Sua história com as bibliotecas começou no início dos anos 1990, quando foi aprovado em concurso público para atuar como auxiliar na Biblioteca Pública de Betim, em Minas Gerais. Já apaixonado pelo universo dos livros, Wander encontrou ali um verdadeiro oásis e, incentivado pelos colegas de trabalho, decidiu formalizar sua vocação. Iniciou o curso superior na Escola de Biblioteconomia de Formiga (ESBI) e, posteriormente, concluiu sua graduação na Universidade Federal de Minas Gerais (UFMG).
Cursar o ensino superior nos anos 90, em um período anterior à popularização dos recursos de acessibilidade digital, exigiu de Wander perseverança e um forte espírito coletivo. “As tecnologias, hoje as grandes aliadas principalmente para pessoas com deficiências no acesso aos conteúdos das diversas disciplinas, não eram tantas, constituindo as maiores barreiras. Entretanto, minha interação com a maioria dos colegas de curso, tanto em Formiga quanto em Belo Horizonte, minimizou esses obstáculos. Os colegas sempre liam para mim ou também gravavam para que eu pudesse estudar posteriormente”, relembra.

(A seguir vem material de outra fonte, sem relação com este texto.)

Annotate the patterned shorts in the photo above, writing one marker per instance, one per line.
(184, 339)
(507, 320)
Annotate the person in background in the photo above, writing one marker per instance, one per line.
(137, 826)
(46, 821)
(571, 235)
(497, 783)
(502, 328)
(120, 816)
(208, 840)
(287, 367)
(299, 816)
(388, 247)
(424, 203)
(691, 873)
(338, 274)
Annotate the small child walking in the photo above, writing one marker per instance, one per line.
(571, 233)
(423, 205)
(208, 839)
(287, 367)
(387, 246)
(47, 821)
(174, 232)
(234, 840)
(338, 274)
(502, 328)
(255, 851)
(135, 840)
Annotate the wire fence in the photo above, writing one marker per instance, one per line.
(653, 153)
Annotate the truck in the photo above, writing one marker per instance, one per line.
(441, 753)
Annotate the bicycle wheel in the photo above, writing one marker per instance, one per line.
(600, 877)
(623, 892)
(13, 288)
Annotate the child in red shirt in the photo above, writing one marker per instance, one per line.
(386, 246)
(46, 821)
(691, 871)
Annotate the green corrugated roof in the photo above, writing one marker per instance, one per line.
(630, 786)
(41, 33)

Na BPIJ-BH, Wander integra o setor educativo da instituição ao lado de outro Bibliotecário, um técnico em literatura e uma pedagoga. Juntos, eles gerenciam projetos de formação, oficinas literárias, lançamentos de obras e visitas monitoradas. O Bibliotecário coordena há 15 anos a tradicional Roda de Leitura e reveza com a equipe a condução de projetos como Prosa Poética e Escrita Criativa, Manhã Encantada, Clube do Livro, A Quinta Leitura, Diálogos e Interações e o encontro mensal Jovens Leituras e Interações.
Em sua rotina de trabalho, Wander conta com o auxílio de ferramentas de acessibilidade, como software leitores de tela, scanner usado para digitalização e o piso tátil. No contato diário com crianças, jovens e adultos, Wander aposta na comunicação aberta e na empatia. “Classifico como acima da média. O fato de eu ser bastante comunicativo e sempre me apresentar mostrando minha condição de Bibliotecário primeiramente, e posteriormente de um Bibliotecário cego que busca dominar os conhecimentos, mas não tem medo de dizer que quando não tem certeza, vai buscar se informar”, afirma.
A trajetória e a atuação diária de Wander Ferreira evidenciam que a inclusão se constrói na prática, por meio da convivência, do acesso e do respeito às múltiplas formas de ler e interpretar o mundo. Ao aliar competência técnica, sensibilidade humana e recursos de acessibilidade à frente dos projetos da Biblioteca Pública Infantil e Juvenil de Belo Horizonte, o Bibliotecário desconstrói estereótipos e se consolida como uma referência inspiradora para a categoria.